B. Defendant's Motion is Granted Because There are No Genuine Issues of Material Fact
As a preliminary matter, the Court notes that Plaintiff did not oppose Defendant's motion for summary judgment with respect to her LAD claims on the basis of race and disability (Counts I and II). Therefore, pursuant to the standard set forth above, summary judgment is granted in favor of Plaintiff with respect to those claims. Plaintiff did oppose Defendant's motion for summary judgment with respect to her claim that Defendant violated the FMLA by denying Plaintiff her right to medical leave and terminating her for exercising that right (Count III). After reviewing the parties' respective submissions, the Court finds that there are no genuine issues of material fact sufficient to deny summary judgment on this count.
Although Plaintiff submitted a responsive statement of material facts in dispute pursuant to Local Civil Rule 56.1, she does not sufficiently allege an issue of material fact with respect to her FMLA claim. To present a prima facie claim under the FMLA, "a plaintiff must show (1) she is an eligible employee under the FMLA, (2) defendant is an employer subject to the requirements of the FMLA, (3) she was entitled to leave under the FMLA, (4) she gave notice to the defendant of her intention to take FMLA leave, and (5) the defendant denied her the benefits to which she was entitled under the FMLA." Parker v. Hanhemann Univ. Hosp., 234 F. Supp. 2d 478, 483 (D.N.J. 2002) (citations omitted).
Here, however, Plaintiff presents no evidence that she gave notice of her intention to take FMLA leave while still employed by Defendant.
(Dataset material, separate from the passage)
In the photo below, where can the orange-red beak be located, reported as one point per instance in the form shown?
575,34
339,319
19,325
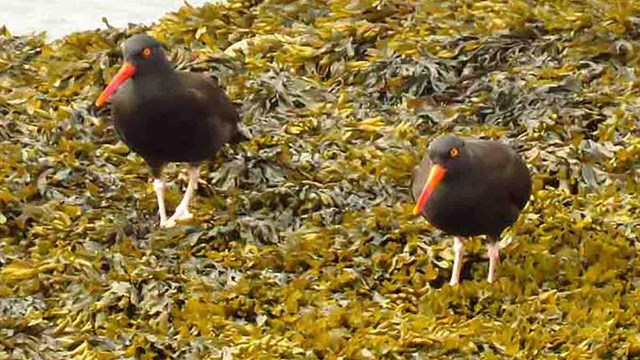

Defendant terminated Plaintiff on July 13, 2004, with the termination effective July 12, 2004. Plaintiff alleges that she faxed a doctor's note, in compliance with the FMLA notice requirement, on July 12 and 13, 2004, but only presented evidence of a fax on July 13. Furthermore, Plaintiff contends that her employment continued until August 4, when she spoke with Corey and was allegedly informed for the first time of her termination, but provides no evidence to otherwise contest Defendant's showing that her employment was terminated effective July 12.
Drawing all reasonable inferences in favor of Plaintiff, she has presented no evidence sufficient to meet her burden of showing genuine issues of material fact with respect to this claim. Therefore, Defendant's motion for summary judgment is granted as to Count III and Plaintiff's First Amended Complaint is dismissed in its entirety.
III. CONCLUSION
For the foregoing reasons, Defendant's motion for summary judgment is granted with respect to all counts and Plaintiff's First Amended Complaint is dismissed with prejudice. An appropriate form of order accompanies this Memorandum Opinion.